Tending the web garden, 2018 edition

December 4th, 2018

Software is never quite done. Even if you have all the features put in, and all the known bugs fixed, if you stand still, the world will slowly pass you by and leave you behind.

A modern app is, more or less, expected to be everywhere. People expect seamless sync between all their devices, intelligent offline, presence of all the screens in their life, and constant adaptation of how the app behaves to the ever-evolving world of technology that we live in.

The same goes for web sites. Space Jam is a rather wonderful memento of the early web frozen in time. But it’s a curiosity, a rare peek into the world of yesteryear.

Content is king they say. Whoever they are, they don’t tell you that the presentation of content matters. As I was switching my site to be fully HTTPS earlier in the year, I was reminiscing on all the non-content maintenance work that I keep on doing on a semi-regular basis with my site to keep up with the latest and greatest. To keep up with what is “expected” of modern web sites. To get a feel of the burden the technology evolution is placing on hundreds of thousands (millions, tens of millions?) of web developers that find their carefully constructed houses of cards gather cobwebs.

  • In 2012 I’ve switched to using web fonts, and I kept on tweaking those ever since – for body, headings and navigational elements.
  • In 2013 I’ve switched to fully responsive design, scaling the overall layout to behave well on a variety of screen sizes.
  • In 2014 I’ve switched to use 2x / retina images on relevant hardware, which required going back to the archives and resourcing all the images in the interviews that have been published until then.
  • In 2015 I’ve switched to a single-column layout, rearranging the content to flow better across a variety of screens.
  • In 2018 I’ve switched to HTTPS, even though the only user-facing input box is the search tucked at the very end of the page.

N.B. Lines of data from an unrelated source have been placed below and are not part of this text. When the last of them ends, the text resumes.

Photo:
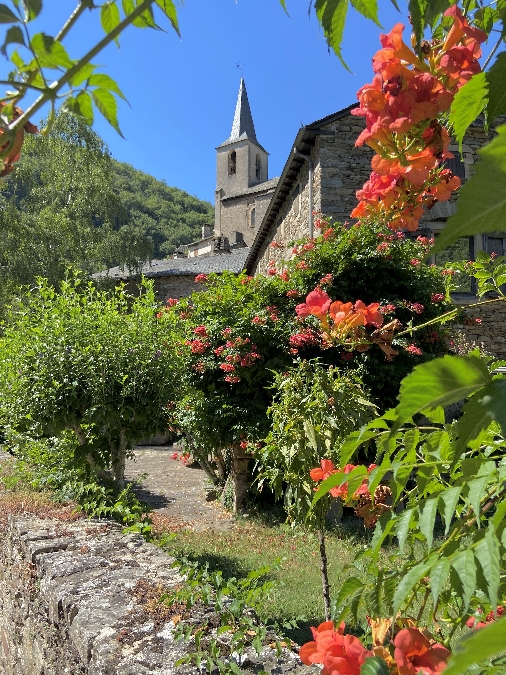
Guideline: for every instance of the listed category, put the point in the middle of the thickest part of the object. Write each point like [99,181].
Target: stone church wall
[292,221]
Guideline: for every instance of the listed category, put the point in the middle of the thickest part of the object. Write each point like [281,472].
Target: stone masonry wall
[70,604]
[293,217]
[339,170]
[490,332]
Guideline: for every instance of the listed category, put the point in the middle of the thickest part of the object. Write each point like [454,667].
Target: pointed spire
[242,126]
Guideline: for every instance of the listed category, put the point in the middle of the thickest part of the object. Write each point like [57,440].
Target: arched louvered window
[232,163]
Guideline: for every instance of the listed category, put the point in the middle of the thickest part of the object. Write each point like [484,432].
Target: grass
[16,497]
[293,554]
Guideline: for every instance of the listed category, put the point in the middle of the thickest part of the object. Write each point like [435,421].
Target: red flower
[317,303]
[414,654]
[340,654]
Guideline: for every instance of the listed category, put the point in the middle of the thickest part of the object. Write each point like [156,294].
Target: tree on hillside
[60,209]
[166,214]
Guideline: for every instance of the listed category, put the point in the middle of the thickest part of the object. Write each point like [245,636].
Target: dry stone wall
[70,604]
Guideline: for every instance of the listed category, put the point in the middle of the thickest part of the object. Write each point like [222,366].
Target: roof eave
[304,141]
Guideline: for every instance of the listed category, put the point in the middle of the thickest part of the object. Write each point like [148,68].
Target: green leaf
[353,441]
[496,79]
[82,74]
[440,382]
[450,499]
[481,645]
[417,9]
[108,106]
[368,8]
[33,8]
[487,554]
[427,519]
[14,35]
[438,577]
[310,432]
[481,206]
[109,16]
[49,52]
[473,421]
[476,488]
[7,15]
[402,527]
[408,583]
[169,9]
[469,102]
[83,100]
[105,82]
[465,567]
[374,666]
[348,588]
[332,16]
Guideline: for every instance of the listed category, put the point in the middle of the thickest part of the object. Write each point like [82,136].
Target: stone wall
[73,602]
[292,221]
[340,169]
[490,330]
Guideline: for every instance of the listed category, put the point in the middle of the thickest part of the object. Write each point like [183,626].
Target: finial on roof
[242,126]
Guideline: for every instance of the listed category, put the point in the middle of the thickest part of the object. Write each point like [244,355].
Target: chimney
[221,245]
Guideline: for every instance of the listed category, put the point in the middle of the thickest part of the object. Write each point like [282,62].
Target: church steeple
[241,160]
[242,126]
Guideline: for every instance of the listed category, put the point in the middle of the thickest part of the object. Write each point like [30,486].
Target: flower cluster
[367,506]
[474,621]
[346,323]
[401,108]
[410,653]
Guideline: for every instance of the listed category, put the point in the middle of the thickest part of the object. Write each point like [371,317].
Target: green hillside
[166,214]
[70,204]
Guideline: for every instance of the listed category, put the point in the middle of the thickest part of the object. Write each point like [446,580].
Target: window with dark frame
[462,249]
[296,198]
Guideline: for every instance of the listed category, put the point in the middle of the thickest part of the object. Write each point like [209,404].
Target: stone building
[243,189]
[323,172]
[175,277]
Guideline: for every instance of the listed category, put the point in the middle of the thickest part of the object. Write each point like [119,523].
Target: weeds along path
[176,492]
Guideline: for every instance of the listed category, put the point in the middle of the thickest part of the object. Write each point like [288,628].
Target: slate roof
[303,142]
[234,262]
[260,187]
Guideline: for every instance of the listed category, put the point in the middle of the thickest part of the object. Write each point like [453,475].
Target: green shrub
[97,364]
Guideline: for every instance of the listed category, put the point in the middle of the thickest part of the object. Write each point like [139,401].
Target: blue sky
[183,92]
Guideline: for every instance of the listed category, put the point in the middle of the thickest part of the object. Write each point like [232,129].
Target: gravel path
[174,491]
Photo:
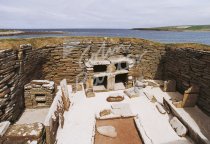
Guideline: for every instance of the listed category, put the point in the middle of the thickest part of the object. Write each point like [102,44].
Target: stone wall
[18,67]
[190,64]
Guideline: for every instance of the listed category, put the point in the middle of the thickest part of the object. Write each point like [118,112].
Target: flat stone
[108,131]
[160,108]
[169,86]
[179,128]
[3,127]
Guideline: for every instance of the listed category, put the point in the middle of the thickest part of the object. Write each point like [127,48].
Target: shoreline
[15,33]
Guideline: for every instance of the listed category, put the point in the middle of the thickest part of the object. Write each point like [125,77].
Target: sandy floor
[33,115]
[79,126]
[125,129]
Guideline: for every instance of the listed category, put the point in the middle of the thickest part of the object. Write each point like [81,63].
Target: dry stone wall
[153,61]
[188,65]
[18,67]
[68,61]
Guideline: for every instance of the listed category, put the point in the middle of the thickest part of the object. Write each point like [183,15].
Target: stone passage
[39,93]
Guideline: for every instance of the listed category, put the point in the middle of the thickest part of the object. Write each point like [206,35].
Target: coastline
[15,33]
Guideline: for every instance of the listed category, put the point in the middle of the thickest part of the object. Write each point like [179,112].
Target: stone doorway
[100,83]
[121,81]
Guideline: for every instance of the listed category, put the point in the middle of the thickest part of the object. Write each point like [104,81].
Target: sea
[158,36]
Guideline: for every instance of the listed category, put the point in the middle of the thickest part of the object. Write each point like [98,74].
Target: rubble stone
[108,131]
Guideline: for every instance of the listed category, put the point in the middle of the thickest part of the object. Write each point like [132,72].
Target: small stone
[108,131]
[160,108]
[169,86]
[3,127]
[179,128]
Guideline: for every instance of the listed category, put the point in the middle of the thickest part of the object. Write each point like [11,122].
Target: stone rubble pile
[39,93]
[17,67]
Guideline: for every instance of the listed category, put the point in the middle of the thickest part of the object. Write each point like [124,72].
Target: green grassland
[179,28]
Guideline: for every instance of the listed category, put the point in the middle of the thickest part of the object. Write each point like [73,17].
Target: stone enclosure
[112,59]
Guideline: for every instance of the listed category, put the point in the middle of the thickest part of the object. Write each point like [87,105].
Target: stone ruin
[109,73]
[185,64]
[39,93]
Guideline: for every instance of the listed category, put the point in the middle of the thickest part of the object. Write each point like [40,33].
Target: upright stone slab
[65,94]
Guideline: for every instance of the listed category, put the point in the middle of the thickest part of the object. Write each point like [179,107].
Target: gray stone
[179,128]
[3,127]
[108,131]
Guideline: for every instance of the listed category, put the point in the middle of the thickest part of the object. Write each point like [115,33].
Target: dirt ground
[126,132]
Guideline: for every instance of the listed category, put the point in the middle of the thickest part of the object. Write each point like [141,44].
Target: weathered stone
[18,134]
[170,86]
[108,131]
[3,127]
[179,128]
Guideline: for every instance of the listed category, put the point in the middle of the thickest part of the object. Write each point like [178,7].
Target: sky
[102,13]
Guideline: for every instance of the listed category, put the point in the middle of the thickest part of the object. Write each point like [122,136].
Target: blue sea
[159,36]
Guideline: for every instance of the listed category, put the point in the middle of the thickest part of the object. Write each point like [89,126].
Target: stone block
[179,128]
[169,86]
[3,127]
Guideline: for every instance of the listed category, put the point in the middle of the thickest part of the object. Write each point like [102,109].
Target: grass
[53,41]
[179,28]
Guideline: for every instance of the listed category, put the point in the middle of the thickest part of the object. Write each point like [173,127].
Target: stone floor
[126,132]
[33,116]
[80,120]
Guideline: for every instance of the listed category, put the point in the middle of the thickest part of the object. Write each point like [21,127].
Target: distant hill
[179,28]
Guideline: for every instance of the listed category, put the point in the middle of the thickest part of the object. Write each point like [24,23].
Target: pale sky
[102,13]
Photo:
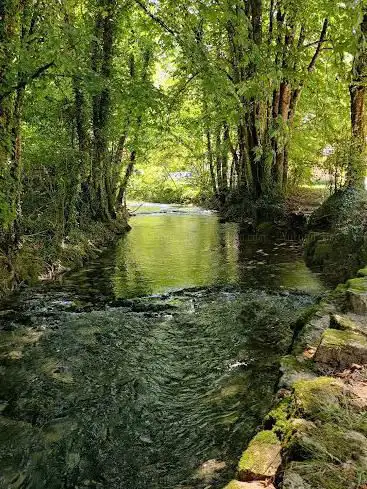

Is the latest 3 year gap an indication that things are slowing down? Maybe. But probably not. I’m still tending this little web garden of mine. The latest chapter, so far, has been adding support for dark mode:

On the left is the regular version of Pushing Pixels. On the right is how it looks like running under Safari Technology Preview on the latest macOS 10.14.1 (Mojave), with the work under way to add the matching CSS selector support to Firefox and Chrome.

I hope this little web garden of mine will be there in 10 years. In 20 years. Hopefully in 40 years. There’s a lot of tending ahead.

Note: since this post was written, Safari for macOS 10.14.4+ and Firefox 67+ have added official support for dark mode. Chrome has added support for dark mode starting in 73 on Mac and starting in 74 on Windows.